После каждого посещения Ольги он целый день не мог найти себе места. И хотя Федор был уверен, что Челышевых арестовали по ошибке, он смирился с тем, что, видимо, уже никогда не увидит больше их, ни Борьку, ни его родителей, ни Изабеллу…
Он подмигнул, прощаясь, Семену, пожал руку Ольге и с тяжелой душой подался в институт.
Казалось бы, на третьем курсе учиться стало интереснее, так как шли уже специальные дисциплины, но Федору вдруг стало казаться, что за учебой и вообще за жизнью незаметно уходит куда-то мимо него то настоящее и, может быть, великое, ради чего он и был призван на землю. Он в такие минуты чувствовал страшное смятение, не знал, что ему делать, поскольку делать ничего не хотелось, любое дело казалось мелким и недостойным ни его мальчишеского восхищения пиратами, ни его вечной любви к Фелицате, ни его острой тоски по Борису и Изабелле. «Может, оттого и плохо мне, что нет со мной никого, кого хочу видеть? Сойтись с кем-нибудь? Или, наоборот, уйти от всех?» – думал Федор.
О Челышевых ни Дерейкин, ни Ольга больше ничего не слышали. Гвоздев куда-то исчез, и тонюсенький ручеек пусть даже мутных сведений пересох навсегда.

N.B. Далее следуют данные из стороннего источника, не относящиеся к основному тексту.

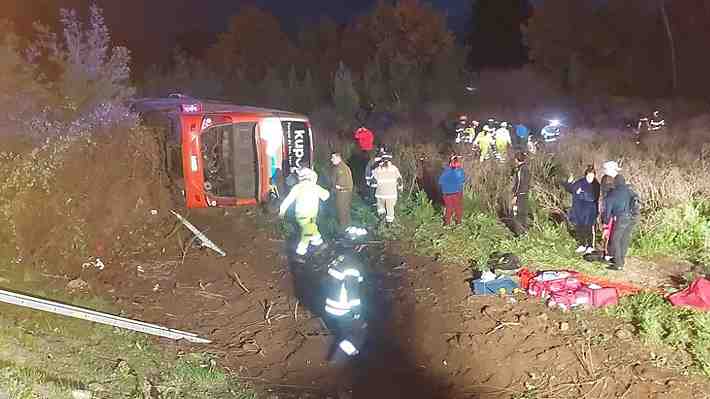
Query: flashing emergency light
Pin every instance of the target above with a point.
(191, 108)
(348, 348)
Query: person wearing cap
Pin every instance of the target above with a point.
(483, 141)
(503, 141)
(388, 183)
(583, 215)
(451, 182)
(306, 195)
(521, 185)
(372, 164)
(342, 181)
(615, 215)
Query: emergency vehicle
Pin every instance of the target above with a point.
(219, 154)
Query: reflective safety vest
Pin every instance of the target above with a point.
(656, 124)
(344, 296)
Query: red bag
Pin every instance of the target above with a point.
(601, 297)
(697, 295)
(545, 283)
(365, 139)
(567, 299)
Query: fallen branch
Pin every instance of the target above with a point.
(238, 280)
(502, 325)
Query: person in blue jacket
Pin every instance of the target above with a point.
(451, 182)
(521, 137)
(585, 206)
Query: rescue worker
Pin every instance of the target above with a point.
(372, 164)
(484, 141)
(585, 206)
(460, 127)
(306, 195)
(521, 134)
(502, 140)
(342, 181)
(642, 129)
(521, 185)
(388, 182)
(343, 302)
(451, 182)
(365, 139)
(469, 132)
(621, 209)
(657, 122)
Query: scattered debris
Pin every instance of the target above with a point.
(206, 242)
(235, 277)
(77, 285)
(98, 264)
(624, 333)
(80, 394)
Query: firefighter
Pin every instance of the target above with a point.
(306, 195)
(342, 184)
(460, 128)
(519, 202)
(502, 140)
(657, 122)
(483, 141)
(469, 132)
(372, 164)
(343, 301)
(388, 183)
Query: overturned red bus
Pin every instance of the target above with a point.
(219, 154)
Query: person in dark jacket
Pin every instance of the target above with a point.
(451, 182)
(585, 205)
(618, 208)
(521, 185)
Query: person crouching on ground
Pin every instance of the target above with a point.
(585, 204)
(342, 181)
(307, 195)
(618, 209)
(388, 183)
(521, 185)
(451, 182)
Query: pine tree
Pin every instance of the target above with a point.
(495, 34)
(345, 96)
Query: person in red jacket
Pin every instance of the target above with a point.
(365, 139)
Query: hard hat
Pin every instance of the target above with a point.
(455, 162)
(307, 174)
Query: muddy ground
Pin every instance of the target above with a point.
(428, 336)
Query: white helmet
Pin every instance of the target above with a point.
(307, 174)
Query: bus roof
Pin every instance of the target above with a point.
(173, 104)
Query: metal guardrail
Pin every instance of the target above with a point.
(97, 317)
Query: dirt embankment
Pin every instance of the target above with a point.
(428, 338)
(74, 199)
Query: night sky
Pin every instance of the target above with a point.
(152, 28)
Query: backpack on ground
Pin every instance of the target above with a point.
(635, 203)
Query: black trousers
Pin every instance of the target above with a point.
(621, 239)
(520, 216)
(584, 234)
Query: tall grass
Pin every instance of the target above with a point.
(660, 323)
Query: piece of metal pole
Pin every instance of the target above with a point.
(206, 242)
(97, 317)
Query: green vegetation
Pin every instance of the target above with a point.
(50, 356)
(660, 323)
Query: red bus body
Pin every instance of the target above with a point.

В начале июня Федору приснился сон, в котором он долго и неторопливо вел беседу с Фелицатой. Он ясно видел ее лицо, слышал ее голос. И, странно, лицо и голос Фелиции незаметно стали лицом и голосом Изабеллы, а вроде как ничего и не изменилось. Федор проснулся в страшном смятении.
Несколько раз он проведывал Ольгу, приносил Семену подарки.
– А ты знаешь, за что тебя взяли? – спросила как-то Ольга.
– Откуда?
– Это я тоже узнала от него. После чемпионата тобою заинтересовались где-то выше некуда. Обратились к твоему Федотычу с вопросом: «Потянет Дерейкин на чемпиона или нет?» «Не знаю, – ответил тот. – Все данные есть, но мало злости». «Добавим, – пообещали те. – Мы его у вас заберем на сборы, на пару месяцев, питание, все такое, по высшему разряду будет».
– Так было? – спросил Федор у Федотыча.
Тренер отвел глаза:
– Так. Почти так. Я-то думал, что тебя возьмут в спортивный лагерь. Догляд, все такое…
– А я в таком и был. Санаторий! – сказал Федор и покинул большой спорт и «все такое» навсегда.